Rekordowy fotoradar na Alejach Jerozolimskich

Rekordowy fotoradar na Alejach Jerozolimskich

Mieszkańci Warszawy dali znać o swoich odczuciach wobec fotoradaru, który stał się niekwestionowanym postrachem kierowców. Zainstalowany na Alejach Jerozolimskich, w okolicy salonu Volvo, ten nowoczesny radar nie zdążył jeszcze na dobre rozpocząć swojej pracy, gdy już musiał zostać zdemontowany na potrzeby naprawy.

Fotoradar pojawił się tam stosunkowo niedawno, co przyciągnęło uwagę kierowców. Szeroka dwupasmowa jezdnia, oddzielona barierkami, często daje złudzenie, że można jechać szybciej niż dozwolone 50 km/h. Co więcej, radar jest niewielki i trudny do zauważenia, w przeciwieństwie do klasycznych, żółtych fotoradarów.

Pomimo umieszczonych znaków ostrzegawczych, wiele osób mogło je przeoczyć w chaosie miejskich oznakowań. W ciągu pierwszych 16 dni działania, radar zarejestrował 6282 wykroczenia, a do końca grudnia liczba ta przekroczyła 9000. To najwięcej w Warszawie spośród wszystkich fotoradarów.

Niestety, emocje kierowców związane z tym urządzeniem nie ograniczały się jedynie do frustracji. Na skutek niezadowolenia, radar został zniszczony, co teraz skutkuje śledztwem prowadzonym przez Główny Inspektorat Transportu Drogowego (GITD). Inspektorat apeluje o pomoc do wszystkich, którzy mogą posiadać informacje o zdarzeniu.

Aktualnie radar jest w naprawie, a GITD współpracuje z policją oraz ubezpieczycielem, aby oszacować straty. Nie wiadomo, jak długo to potrwa, ponieważ wszystko zależy od procedur policyjnych i późniejszej współpracy z firmą ubezpieczeniową.
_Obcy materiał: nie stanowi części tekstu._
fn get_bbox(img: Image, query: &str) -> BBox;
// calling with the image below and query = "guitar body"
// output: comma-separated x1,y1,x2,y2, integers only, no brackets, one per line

W tej chwili na Alejach Jerozolimskich nie ma włączonego fotoradaru, a GITD nie planuje montażu urządzenia tymczasowego. Kierowcy muszą jednak pamiętać, że radar może wrócić w każdej chwili. Choć niektórzy mogą uważać sprawcę za bohatera, w obliczu ewentualnych kosztów za zniszczenie, wcale nie radziłbym mu się cieszyć.